The government is not enthusiastic about the idea, and a local nursing home industry spokesperson said ADAPT's demands are unrealistic.

Auberger said Health and Human Services secretary Louis Sullivan declined to meet with ADAPT representatives. "We've been going back and forth with them, and the outcome is he doesn't meet with radical groups," Auberger said.

And Arlene Linton, executive director of the Colorado Health Care Association (CHCA), said moving nursing home residents out of facilities “would isolate many of them from the community.

“They'd also be without the 24-hour-care and rehabilitative services provided in nursing homes," Linton said. CHCA is the local branch of the American Health Care Association, which represents the nursing home industry.

Linton added that ADAPT "is talking dollars, not people. Some residents have outlived their family and friends, and need the support a nursing home offers."

A national campaign to publicize ADAPT's proposal began Jan. 15. Members demonstrated at government offices (including Health Care Financing Administration offices) and nursing homes in 24 cities. Auberger said media coverage was minimal, due to the Persian Gulf Crisis.

Locally, ADAPT representatives demonstrated in Lakewood at Bethany Care Center. In the mid-'70s, the facility was operated by different owners and was known as Heritage House. Conditions at that time sparked a 13-year lawsuit over nursing home residents’ rights. The Federal Omnibus Reconciliation Act (OBRA) of 1988 also addressed quality of life issues for nursing home residents. The bill became effective Oct. 1, 1990.

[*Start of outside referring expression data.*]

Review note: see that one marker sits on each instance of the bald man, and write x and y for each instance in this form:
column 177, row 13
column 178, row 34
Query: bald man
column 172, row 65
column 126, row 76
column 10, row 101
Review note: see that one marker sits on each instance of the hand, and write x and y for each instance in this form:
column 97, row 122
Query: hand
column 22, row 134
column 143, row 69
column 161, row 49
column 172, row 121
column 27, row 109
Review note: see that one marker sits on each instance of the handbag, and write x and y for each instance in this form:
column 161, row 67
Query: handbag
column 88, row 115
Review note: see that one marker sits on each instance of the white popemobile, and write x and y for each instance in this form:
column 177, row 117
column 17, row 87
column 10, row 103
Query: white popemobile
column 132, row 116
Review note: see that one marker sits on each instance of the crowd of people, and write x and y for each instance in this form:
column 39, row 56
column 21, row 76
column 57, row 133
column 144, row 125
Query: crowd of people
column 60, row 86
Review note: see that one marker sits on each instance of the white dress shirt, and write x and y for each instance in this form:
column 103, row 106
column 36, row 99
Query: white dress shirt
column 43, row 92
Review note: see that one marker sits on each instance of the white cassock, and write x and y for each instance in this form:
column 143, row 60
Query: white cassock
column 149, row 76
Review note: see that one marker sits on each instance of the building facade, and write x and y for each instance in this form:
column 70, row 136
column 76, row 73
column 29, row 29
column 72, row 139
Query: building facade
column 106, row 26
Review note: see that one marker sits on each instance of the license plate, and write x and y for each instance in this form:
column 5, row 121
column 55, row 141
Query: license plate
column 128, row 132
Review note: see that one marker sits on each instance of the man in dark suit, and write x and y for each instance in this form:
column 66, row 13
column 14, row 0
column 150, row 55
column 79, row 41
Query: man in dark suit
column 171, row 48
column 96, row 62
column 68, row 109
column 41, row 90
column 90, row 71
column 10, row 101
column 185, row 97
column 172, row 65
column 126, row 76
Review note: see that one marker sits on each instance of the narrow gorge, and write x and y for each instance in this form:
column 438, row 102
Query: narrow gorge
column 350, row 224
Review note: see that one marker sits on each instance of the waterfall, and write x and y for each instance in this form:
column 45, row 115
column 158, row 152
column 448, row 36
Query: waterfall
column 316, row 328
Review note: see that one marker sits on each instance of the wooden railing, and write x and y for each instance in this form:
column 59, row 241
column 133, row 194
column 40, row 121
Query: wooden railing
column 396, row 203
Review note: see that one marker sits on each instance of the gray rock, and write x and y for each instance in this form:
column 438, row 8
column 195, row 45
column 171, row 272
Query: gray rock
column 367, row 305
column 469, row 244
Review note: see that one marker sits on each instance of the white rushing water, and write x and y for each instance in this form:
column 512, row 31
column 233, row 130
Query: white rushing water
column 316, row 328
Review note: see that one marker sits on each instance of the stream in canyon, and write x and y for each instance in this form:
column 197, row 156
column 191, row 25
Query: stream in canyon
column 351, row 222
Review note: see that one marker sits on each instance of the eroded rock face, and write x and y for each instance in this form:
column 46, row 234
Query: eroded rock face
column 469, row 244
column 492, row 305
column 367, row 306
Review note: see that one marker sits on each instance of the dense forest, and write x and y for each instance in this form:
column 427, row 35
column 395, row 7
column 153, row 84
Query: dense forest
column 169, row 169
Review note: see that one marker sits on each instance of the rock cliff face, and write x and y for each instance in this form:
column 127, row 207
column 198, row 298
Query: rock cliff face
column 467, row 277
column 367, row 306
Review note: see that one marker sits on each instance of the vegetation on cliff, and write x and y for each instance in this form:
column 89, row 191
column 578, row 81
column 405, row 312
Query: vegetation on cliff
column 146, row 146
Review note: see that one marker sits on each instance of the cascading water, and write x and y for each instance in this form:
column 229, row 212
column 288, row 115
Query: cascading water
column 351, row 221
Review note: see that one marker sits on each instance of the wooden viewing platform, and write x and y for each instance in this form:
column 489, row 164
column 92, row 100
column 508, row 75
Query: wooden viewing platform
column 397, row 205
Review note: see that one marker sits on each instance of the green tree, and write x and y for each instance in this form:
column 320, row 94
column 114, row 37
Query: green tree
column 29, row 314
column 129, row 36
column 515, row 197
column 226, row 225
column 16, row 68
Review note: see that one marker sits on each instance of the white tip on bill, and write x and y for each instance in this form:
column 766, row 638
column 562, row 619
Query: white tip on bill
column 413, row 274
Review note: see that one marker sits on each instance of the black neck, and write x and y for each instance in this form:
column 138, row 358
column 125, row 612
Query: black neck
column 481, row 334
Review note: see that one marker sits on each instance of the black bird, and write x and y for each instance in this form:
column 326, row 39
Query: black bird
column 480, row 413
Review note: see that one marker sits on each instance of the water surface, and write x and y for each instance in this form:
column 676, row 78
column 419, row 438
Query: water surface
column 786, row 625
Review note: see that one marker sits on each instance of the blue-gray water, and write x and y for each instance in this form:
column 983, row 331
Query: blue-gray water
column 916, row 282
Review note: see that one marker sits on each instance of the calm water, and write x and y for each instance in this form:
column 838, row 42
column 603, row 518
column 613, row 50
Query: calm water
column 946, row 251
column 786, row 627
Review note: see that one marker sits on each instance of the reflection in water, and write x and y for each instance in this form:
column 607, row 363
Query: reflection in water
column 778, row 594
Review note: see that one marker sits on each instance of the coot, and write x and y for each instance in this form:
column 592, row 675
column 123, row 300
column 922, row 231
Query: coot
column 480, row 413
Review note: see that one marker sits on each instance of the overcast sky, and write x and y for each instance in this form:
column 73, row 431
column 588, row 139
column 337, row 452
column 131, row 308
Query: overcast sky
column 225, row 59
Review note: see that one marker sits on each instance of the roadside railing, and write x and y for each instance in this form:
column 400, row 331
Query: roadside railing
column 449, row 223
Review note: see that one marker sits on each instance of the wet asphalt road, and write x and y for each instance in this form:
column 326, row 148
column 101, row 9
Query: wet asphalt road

ln 1974, former Heritage House residents joined with Denverite Wade Blank and others to form the Atlantis Community, a local home care agency that currently cares for 135 people in Denver and Colorado Springs.

Later, Atlantis Community leaders founded ADAPT. The group mobilized the civil rights movement for disabled persons, and ultimately affected the way nursing homes are inspected and regulated nationally.

Auberger claims many current nursing home patients don't require intensive medical care, and "end up there only because they're out of money or their families can't care for them."

Linton said CHCA met with ADAPT representatives twice to discuss the attendant proposal, "but they rejected our request to form a task force to find common ground."

While Linton endorses home care as “a part of the long-term care continuum," she called the ADAPT proposal “robbing Peter to pay Paul.

"We cannot support the concept of lowering funding for nursing home patients, to set up another funding to attendant services," Linton said. “We need new, additional funding for that."

Recent federal budget cuts may make additional funding unlikely, at least in the near future. Atlantis and ADAPT are determined, however, and they are prepared for a long campaign.